# running lights not working



## bthompson92 (Nov 11, 2014)

I finally finished re doing my trailer and I replaced my old lights with new lights. Well for some reason all my signals work except my running lights. Turn signals work, brake lights work, hazards work. We hooked the trailer up to my dads(2014) f150 and had no problems, running lights worked, but when we hooked it back up to mine (2005) f150 I'm having problems. Does anyone know what I should look for or what my problem may be?


----------



## RiverBottomOutdoors (Nov 11, 2014)

Was your truck prewired? Is the wiring done with a harness that plugs in or is it spliced in?


----------



## earl60446 (Nov 11, 2014)

Check the wiring and fuses on your vehicle, put a testlight / voltmeter on the connector to test.
Tim


----------



## tigfisher (Nov 11, 2014)

ford f-series has a separate fuses for the trailer plug to protect the vehicles circuit. you got a blown fuse, look in your owners manual or take it to a dealer and they should replace it for free, atleast i used to .


----------



## bthompson92 (Nov 11, 2014)

earl60446 and tigfisher Thanks ill try and checkout the fuses tomorrow!


RiverBottomOutdoors Yeah it's pre wired and its just a plug in. I'm going to check the fuses maybe that's all it is. That should be a quick fix


----------



## BigTerp (Nov 12, 2014)

99% sure it's a fuse.
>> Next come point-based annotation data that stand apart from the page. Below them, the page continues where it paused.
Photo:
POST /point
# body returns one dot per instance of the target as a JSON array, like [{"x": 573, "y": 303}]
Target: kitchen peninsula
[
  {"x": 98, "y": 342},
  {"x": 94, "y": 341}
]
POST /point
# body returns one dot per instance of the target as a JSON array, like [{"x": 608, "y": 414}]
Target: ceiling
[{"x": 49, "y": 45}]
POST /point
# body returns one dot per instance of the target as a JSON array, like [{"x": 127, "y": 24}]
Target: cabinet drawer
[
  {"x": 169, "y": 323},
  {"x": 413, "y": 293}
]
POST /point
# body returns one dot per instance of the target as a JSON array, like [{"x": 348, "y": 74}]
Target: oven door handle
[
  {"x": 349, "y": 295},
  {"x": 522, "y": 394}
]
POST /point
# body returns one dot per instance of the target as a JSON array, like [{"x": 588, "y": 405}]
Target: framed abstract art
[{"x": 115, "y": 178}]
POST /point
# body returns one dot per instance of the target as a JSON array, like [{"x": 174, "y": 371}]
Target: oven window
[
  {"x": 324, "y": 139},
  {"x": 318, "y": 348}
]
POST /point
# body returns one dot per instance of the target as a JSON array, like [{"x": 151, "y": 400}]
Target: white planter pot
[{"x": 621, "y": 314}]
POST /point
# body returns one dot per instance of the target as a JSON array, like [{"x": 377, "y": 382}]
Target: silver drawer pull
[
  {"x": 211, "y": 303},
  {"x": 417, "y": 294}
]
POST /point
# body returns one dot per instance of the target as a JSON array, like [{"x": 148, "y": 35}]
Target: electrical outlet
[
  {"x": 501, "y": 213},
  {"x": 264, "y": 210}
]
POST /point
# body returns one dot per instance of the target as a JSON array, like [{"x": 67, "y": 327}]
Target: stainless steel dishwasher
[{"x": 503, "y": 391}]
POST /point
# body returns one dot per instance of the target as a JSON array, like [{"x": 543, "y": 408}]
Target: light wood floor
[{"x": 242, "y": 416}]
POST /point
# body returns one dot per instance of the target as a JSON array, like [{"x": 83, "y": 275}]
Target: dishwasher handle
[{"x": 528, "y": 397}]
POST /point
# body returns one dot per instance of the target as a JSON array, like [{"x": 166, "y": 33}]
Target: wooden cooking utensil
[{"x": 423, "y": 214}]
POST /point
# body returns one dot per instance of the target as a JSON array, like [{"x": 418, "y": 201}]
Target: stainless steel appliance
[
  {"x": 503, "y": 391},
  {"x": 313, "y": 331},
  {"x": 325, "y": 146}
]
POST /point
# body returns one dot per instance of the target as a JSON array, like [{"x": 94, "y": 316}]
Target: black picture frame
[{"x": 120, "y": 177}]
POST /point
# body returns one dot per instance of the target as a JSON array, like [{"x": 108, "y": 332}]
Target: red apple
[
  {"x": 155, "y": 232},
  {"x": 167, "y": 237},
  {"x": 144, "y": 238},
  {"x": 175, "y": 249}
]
I had many blown fuses and went through 2 sets of tail lights with my '07 F-150 (due to corrosion) before I FINALLY took the advice from guys on here and got a complete set of LEDs for my trailer (tail and running). I completely rewired my trailer also and ran a dedicated ground from the harness to each tail light. Zero problems since. They are MUCH brighter and I don't have to worry about unplugging at the ramp. Just straight into the water. Wish I would have done it from the get go when I first started having light problems!!!


----------



## bthompson92 (Nov 12, 2014)

Yeah man I wanted led lights but at the time I could spend 24 and get the bulbs or spend almost 70 for the kit with led's. Because I had to replace everything, wiring and all. I'll probably buy some in a year or two though I know they are a lot better


----------